Drug discovery is one of the most complex, risky, and lengthy areas of human development. It takes many highly-intelligent and highly-skilled experts in biology, chemistry, and medicine to discover a drug. This process takes decades, billions of dollars, and fails over 90% of the time. There are very few truly novel drugs on the market. In 2020, the FDA approved 53 novel drugs, and that was the record year. Many of these drugs were small molecules that modulated the function of well-known molecular targets. Discovering a novel molecule for a novel target for a broad disease indication is extremely rare.

Today we announce the results of a new study that demonstrates how artificial intelligence can transform the discovery of medicine. For the first time, using many interconnected deep learning models and other advanced AI approaches we managed to link biology and chemistry to discover a novel biological target and generate a novel small molecule for a very important disease – Idiopathic Pulmonary Fibrosis (IPF). We performed all the required human patient cell, tissue, and animal validation experiments to claim a first-in-class preclinical candidate for a novel pan-fibrotic target , currently in preparation for clinical development.
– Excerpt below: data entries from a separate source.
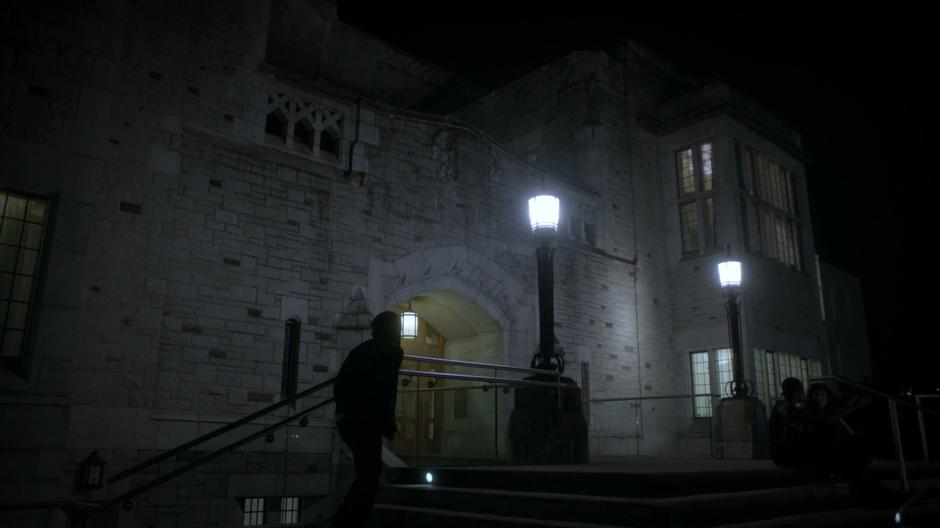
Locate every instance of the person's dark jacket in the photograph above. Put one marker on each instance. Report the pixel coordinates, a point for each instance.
(367, 386)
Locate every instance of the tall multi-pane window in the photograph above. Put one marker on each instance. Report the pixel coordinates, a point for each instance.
(254, 511)
(701, 384)
(22, 228)
(712, 371)
(291, 358)
(697, 198)
(771, 368)
(290, 510)
(769, 206)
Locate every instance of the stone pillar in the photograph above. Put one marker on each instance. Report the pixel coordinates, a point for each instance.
(740, 429)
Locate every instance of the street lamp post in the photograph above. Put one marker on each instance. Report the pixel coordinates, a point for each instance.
(729, 275)
(543, 217)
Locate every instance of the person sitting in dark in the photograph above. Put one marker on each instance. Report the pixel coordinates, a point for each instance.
(787, 442)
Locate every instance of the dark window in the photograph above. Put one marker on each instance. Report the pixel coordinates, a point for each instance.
(303, 136)
(291, 358)
(698, 215)
(275, 126)
(290, 511)
(460, 404)
(23, 221)
(253, 511)
(329, 140)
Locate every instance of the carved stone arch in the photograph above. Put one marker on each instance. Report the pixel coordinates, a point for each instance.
(473, 276)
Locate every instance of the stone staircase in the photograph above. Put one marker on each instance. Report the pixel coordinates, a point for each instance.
(586, 496)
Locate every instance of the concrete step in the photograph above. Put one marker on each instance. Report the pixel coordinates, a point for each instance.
(390, 515)
(692, 510)
(609, 484)
(854, 517)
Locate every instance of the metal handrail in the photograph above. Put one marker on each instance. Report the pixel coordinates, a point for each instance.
(473, 377)
(220, 431)
(920, 422)
(893, 413)
(636, 419)
(874, 392)
(664, 397)
(475, 364)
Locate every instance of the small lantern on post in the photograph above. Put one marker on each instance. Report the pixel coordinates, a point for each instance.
(729, 276)
(409, 324)
(544, 212)
(91, 472)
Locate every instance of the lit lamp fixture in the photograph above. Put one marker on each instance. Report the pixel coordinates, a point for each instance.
(729, 276)
(543, 218)
(543, 214)
(91, 472)
(409, 323)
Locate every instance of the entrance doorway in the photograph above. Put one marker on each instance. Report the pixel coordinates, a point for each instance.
(419, 412)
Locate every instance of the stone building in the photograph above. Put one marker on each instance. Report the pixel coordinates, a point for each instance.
(202, 200)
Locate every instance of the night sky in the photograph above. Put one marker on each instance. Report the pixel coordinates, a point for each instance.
(854, 83)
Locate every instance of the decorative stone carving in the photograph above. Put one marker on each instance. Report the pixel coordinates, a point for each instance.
(443, 152)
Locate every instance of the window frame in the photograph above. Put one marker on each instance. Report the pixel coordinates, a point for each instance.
(21, 364)
(770, 214)
(707, 233)
(781, 365)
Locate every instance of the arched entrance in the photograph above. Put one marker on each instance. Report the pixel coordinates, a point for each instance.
(450, 419)
(482, 312)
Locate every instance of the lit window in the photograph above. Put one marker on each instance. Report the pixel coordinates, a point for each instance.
(701, 384)
(22, 229)
(698, 210)
(254, 511)
(712, 373)
(291, 358)
(771, 369)
(769, 207)
(290, 510)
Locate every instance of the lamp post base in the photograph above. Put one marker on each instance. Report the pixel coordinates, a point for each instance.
(548, 428)
(740, 430)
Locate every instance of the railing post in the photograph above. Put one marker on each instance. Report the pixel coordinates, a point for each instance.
(495, 419)
(923, 430)
(636, 426)
(898, 448)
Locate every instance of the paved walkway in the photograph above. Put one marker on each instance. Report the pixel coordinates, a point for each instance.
(685, 465)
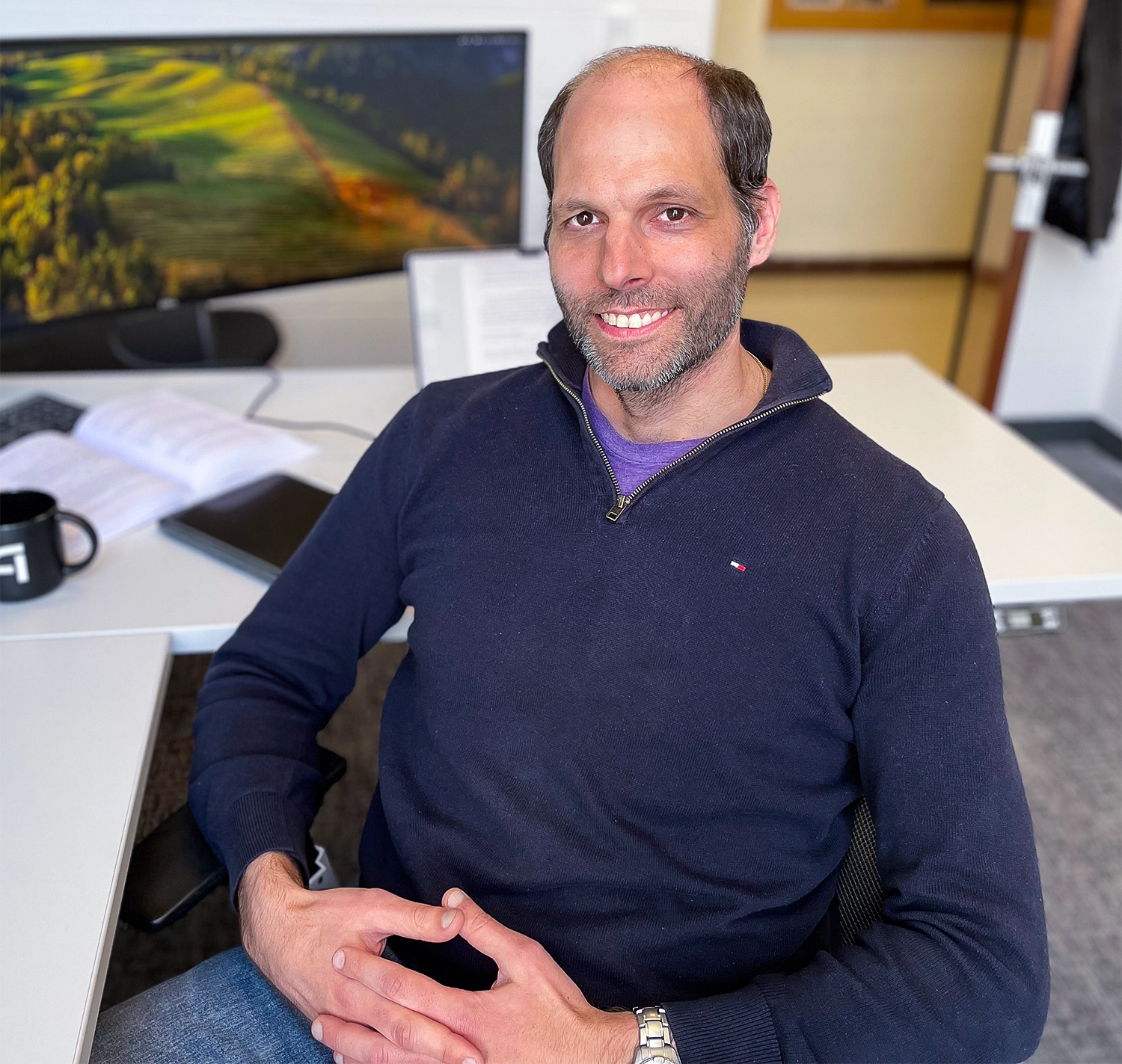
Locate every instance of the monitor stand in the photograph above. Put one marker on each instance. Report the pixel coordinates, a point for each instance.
(183, 336)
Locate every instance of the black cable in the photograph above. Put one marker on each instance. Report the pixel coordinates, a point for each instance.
(272, 385)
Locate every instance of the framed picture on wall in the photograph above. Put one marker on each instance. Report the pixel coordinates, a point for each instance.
(987, 16)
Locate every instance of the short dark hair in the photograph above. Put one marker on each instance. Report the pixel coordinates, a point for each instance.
(738, 118)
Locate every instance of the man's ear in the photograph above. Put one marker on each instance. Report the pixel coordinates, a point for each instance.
(767, 208)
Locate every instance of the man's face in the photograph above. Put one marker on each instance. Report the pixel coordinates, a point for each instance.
(646, 250)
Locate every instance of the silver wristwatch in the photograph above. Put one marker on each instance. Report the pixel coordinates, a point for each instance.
(655, 1042)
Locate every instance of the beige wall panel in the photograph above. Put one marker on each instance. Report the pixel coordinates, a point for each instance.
(880, 137)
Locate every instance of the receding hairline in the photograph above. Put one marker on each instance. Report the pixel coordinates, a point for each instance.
(644, 61)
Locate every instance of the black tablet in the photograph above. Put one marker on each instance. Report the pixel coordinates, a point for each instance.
(257, 527)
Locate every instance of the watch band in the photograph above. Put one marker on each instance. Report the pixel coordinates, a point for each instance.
(654, 1034)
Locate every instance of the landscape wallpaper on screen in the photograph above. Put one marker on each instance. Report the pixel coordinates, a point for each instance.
(134, 172)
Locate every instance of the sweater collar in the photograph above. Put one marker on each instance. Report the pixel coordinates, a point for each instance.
(797, 372)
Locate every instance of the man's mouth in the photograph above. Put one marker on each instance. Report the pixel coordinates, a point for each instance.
(628, 322)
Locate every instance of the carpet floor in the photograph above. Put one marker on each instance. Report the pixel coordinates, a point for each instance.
(1064, 698)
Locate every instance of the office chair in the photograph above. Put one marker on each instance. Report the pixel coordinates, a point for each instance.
(174, 868)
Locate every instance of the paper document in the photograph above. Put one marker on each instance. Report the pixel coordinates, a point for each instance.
(194, 443)
(136, 459)
(478, 310)
(111, 495)
(509, 309)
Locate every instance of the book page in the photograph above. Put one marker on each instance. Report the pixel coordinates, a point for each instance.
(110, 495)
(202, 446)
(509, 309)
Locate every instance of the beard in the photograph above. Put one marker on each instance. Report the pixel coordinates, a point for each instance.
(708, 312)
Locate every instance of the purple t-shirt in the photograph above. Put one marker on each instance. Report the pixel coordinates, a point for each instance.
(631, 462)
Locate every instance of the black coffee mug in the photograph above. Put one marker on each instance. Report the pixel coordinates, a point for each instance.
(31, 559)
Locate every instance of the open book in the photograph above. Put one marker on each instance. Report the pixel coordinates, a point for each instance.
(135, 459)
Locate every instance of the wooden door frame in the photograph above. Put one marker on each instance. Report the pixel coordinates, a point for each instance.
(1067, 29)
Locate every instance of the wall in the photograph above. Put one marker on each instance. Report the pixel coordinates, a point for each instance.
(1065, 350)
(879, 136)
(359, 321)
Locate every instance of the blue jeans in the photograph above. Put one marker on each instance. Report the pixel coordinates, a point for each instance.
(222, 1012)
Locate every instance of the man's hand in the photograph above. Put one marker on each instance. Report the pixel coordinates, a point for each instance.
(292, 933)
(533, 1015)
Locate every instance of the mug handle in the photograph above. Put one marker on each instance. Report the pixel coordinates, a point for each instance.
(88, 529)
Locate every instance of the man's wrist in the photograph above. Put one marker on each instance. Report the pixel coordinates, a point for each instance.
(269, 876)
(621, 1039)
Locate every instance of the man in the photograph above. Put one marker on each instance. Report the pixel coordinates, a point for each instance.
(675, 617)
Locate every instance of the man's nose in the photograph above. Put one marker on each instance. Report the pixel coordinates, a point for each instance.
(624, 258)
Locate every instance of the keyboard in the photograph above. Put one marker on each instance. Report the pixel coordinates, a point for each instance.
(34, 414)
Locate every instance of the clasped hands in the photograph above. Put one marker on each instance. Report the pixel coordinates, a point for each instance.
(323, 951)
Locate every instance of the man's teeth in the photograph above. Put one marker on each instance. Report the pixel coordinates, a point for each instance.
(634, 321)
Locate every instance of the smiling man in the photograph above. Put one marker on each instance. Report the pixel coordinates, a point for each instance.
(675, 619)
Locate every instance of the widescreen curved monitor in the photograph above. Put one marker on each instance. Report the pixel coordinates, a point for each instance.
(139, 173)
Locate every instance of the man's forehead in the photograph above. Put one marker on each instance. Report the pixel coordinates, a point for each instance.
(631, 130)
(637, 87)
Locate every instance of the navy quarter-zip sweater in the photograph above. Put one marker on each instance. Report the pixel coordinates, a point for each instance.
(644, 756)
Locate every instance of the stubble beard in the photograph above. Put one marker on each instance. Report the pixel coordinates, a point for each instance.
(709, 313)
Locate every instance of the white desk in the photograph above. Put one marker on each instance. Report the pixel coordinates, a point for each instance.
(146, 582)
(1043, 536)
(79, 713)
(76, 728)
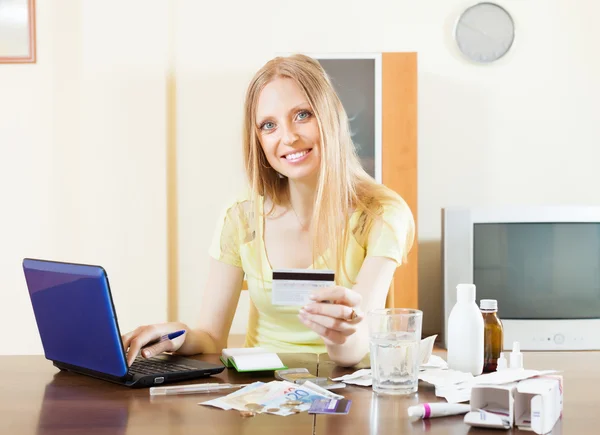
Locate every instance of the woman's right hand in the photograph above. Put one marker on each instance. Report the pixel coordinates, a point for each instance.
(134, 341)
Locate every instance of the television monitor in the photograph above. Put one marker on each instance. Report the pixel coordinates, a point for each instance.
(542, 265)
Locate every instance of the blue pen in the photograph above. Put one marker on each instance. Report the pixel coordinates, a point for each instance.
(166, 337)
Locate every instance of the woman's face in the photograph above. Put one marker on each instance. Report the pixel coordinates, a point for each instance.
(288, 130)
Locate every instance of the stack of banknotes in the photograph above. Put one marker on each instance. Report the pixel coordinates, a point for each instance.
(277, 397)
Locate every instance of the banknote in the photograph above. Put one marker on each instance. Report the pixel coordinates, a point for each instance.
(219, 403)
(277, 397)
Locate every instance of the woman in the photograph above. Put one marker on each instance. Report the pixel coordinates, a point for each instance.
(310, 205)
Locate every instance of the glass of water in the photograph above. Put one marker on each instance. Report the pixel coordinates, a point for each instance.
(394, 338)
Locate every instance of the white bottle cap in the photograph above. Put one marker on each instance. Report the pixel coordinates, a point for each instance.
(465, 293)
(488, 304)
(502, 363)
(516, 357)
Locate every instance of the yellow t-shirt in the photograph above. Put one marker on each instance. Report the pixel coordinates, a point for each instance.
(277, 328)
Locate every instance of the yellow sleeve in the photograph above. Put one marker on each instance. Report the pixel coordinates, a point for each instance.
(393, 235)
(227, 237)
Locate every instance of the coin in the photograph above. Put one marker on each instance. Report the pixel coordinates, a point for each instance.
(291, 403)
(254, 406)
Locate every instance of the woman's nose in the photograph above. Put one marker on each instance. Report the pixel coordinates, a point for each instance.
(289, 136)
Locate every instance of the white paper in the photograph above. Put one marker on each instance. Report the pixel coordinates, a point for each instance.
(257, 361)
(509, 375)
(434, 362)
(443, 377)
(426, 349)
(362, 377)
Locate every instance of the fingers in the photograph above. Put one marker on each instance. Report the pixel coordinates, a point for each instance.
(135, 340)
(126, 338)
(155, 349)
(337, 311)
(339, 295)
(329, 335)
(338, 325)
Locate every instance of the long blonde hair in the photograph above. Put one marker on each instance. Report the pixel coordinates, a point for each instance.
(343, 183)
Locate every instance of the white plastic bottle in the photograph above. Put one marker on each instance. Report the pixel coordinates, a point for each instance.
(465, 333)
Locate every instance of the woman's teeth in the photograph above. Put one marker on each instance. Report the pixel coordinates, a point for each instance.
(297, 155)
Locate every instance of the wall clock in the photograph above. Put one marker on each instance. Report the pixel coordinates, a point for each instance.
(484, 32)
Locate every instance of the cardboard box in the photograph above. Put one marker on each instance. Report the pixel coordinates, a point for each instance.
(492, 406)
(539, 403)
(534, 404)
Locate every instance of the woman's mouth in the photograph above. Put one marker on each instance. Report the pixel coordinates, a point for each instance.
(297, 156)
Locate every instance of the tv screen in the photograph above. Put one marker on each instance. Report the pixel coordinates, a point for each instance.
(538, 270)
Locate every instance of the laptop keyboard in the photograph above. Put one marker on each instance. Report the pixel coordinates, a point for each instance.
(153, 366)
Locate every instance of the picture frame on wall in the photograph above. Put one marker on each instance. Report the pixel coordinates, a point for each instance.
(17, 31)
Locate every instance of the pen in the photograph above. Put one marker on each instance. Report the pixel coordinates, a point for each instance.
(166, 337)
(192, 388)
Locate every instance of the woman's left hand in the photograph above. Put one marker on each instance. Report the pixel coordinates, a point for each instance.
(334, 314)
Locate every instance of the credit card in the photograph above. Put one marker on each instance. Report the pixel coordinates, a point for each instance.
(330, 406)
(294, 286)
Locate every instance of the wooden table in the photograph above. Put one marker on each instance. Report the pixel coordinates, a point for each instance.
(35, 398)
(376, 414)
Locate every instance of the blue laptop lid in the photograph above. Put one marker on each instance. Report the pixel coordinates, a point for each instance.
(75, 315)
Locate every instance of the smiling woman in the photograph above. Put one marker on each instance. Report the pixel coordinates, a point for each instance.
(310, 205)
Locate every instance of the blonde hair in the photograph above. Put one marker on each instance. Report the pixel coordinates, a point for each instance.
(343, 184)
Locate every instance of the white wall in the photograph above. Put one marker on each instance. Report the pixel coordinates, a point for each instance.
(82, 159)
(82, 132)
(521, 130)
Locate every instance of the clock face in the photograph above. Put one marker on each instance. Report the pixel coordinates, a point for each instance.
(485, 32)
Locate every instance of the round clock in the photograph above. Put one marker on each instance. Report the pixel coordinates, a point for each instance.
(484, 32)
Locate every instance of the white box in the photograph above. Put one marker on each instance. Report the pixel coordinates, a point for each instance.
(492, 406)
(533, 404)
(539, 403)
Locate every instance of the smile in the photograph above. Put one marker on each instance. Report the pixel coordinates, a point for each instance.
(299, 155)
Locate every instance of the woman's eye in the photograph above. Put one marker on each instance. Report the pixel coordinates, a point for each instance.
(303, 115)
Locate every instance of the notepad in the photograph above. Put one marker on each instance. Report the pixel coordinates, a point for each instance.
(252, 359)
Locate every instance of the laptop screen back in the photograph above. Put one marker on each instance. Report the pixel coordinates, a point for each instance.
(75, 315)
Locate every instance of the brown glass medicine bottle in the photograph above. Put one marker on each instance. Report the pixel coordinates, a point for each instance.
(493, 334)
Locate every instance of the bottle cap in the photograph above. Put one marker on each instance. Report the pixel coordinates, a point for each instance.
(502, 363)
(516, 357)
(465, 293)
(488, 304)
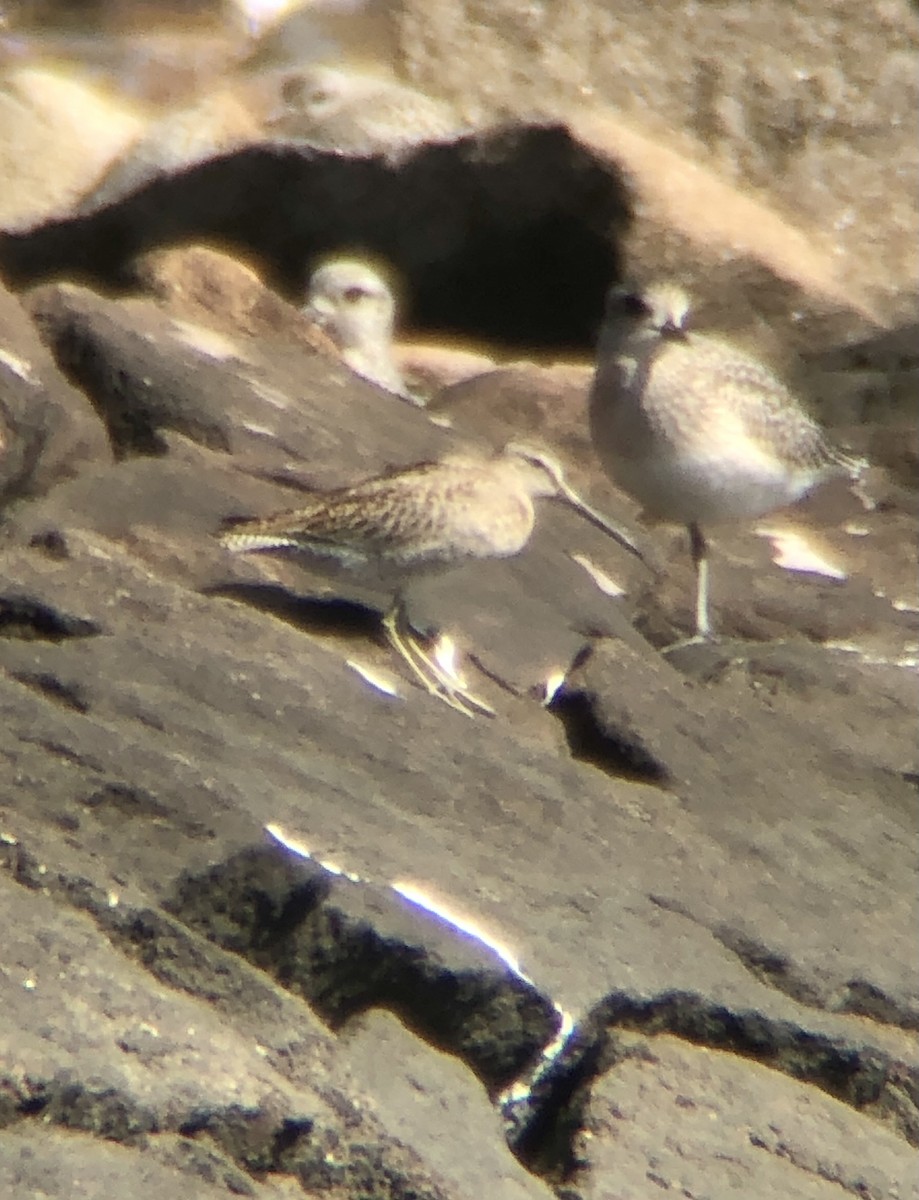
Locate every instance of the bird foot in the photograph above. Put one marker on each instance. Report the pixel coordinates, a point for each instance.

Insilico Medicine made both discoveries in a fraction of the time and the cost of traditional pharmaceutical research workflows but most importantly, it succeeded in a process where the probability of failure in biology and chemistry is over 90%. To achieve the preclinical candidate we designed and synthetized under 80 molecules and achieved unprecedented hit rates with several molecules at the preclinical candidate level.

Short explainer video: Insilico Medicine Achieves Industry-First Nominating Preclinical Candidate

Our AI system, including its biology solving engine PandaOmics, and compound-generating engine Chemistry42, is built on years of modeling large biological, chemical, and textual datasets — ever since our pioneering work on generative adversarial networks (GANs) for drug design in 2016. The novel target generated by PandaOmics presents a significant breakthrough and is relevant for a broad range of fibrosis indications.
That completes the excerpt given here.